Carney changing tone

Bank of Canada governor Mark Carney has economists, and perhaps the markets, trying to read between the lines again, if not scratching their collective heads.

The central banker has made three public pronouncements in the past two weeks that have surprised listeners for their foreboding tone on economic developments, particularly since Carney is widely regarded as being in the glass-half-full crowd.

In recent speeches in Montreal and Regina, the bank governor was almost dismissive of indicators of economic improvement, warning that whatever good news existed was caused artificially by massive government and central bank stimulus. The private sector “is not there yet,” he cautioned.

And in a report from an off-the-record speech Tuesday at the Woodrow Wilson International Centre for Scholars in Washington, Carney broke with official Ottawa dogma in declaring Canada’s recession to be as deep as that in the U.S.

Bank officials refused to confirm or deny the remark, instead pointing to Carney’s last official forecast in April, which indeed has Canada’s gross domestic product shrinking by three per cent this year, as opposed to 2.4 per cent for the U.S.

“Nobody expects policymakers to be cheerleaders, but do they have to be naysayers?” asked Douglas Porter, deputy chief economist with the Bank of Montreal, who is among several who wonder at Carney’s transformation from Mr.
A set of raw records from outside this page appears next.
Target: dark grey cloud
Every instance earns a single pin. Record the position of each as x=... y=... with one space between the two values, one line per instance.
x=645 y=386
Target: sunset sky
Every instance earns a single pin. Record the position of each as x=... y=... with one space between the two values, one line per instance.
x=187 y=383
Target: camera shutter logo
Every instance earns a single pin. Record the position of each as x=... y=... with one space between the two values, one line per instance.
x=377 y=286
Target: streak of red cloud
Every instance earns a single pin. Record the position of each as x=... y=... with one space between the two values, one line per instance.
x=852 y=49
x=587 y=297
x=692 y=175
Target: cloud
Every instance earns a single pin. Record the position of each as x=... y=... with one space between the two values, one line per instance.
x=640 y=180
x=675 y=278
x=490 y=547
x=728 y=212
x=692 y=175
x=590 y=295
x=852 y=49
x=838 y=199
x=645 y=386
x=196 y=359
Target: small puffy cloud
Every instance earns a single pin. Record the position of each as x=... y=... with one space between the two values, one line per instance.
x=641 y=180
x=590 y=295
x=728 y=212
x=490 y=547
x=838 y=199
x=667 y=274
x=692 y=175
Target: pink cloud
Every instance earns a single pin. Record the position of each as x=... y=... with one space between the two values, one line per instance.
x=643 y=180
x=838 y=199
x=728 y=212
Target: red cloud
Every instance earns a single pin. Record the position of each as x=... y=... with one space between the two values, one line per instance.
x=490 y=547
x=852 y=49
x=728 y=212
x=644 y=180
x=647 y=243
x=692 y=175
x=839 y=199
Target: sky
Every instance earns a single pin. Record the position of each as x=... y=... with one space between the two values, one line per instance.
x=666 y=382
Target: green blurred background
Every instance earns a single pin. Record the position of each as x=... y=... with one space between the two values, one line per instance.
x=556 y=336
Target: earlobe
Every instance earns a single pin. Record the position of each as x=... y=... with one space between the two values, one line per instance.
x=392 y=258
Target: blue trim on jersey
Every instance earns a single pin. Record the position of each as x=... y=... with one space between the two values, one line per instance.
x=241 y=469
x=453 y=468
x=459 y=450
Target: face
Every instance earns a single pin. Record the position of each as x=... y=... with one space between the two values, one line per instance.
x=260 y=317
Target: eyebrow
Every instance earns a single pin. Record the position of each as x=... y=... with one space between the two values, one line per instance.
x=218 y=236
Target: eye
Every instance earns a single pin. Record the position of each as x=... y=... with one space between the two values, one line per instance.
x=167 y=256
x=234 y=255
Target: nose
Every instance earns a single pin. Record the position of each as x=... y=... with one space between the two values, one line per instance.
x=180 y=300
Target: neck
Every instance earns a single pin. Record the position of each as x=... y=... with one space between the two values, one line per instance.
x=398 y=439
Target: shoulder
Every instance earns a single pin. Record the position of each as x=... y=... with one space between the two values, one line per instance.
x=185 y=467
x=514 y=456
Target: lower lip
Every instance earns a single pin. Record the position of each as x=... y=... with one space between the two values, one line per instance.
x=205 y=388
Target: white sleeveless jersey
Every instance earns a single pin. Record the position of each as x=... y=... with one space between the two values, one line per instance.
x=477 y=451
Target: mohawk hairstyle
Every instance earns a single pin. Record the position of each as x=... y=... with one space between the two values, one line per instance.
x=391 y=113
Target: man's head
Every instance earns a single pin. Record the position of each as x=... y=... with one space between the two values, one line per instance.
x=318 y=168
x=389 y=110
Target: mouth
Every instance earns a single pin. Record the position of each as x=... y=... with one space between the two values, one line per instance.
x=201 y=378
Sunshine to Dr. Gloom in four months.

“The Bank of Canada is one of the few forecasters in the world that sees Canada underperforming the U.S. this year,” Porter notes.

But there’s more. Carney is also in an exclusive club of economic forecasters that sees Canada rebounding from the bottom at twice the rate of the U.S. next year, a prognosis he was reported to have repeated last week in Washington. Most see the two economies returning to slow growth of between 1.5 and two per cent next year.

As economists will readily admit, predicting how thousands of businesses and millions of consumers will behave next month or next year is part science and part black magic, particularly in volatile times such as these when stock markets appear to fluctuate wildly on the thinnest of premises.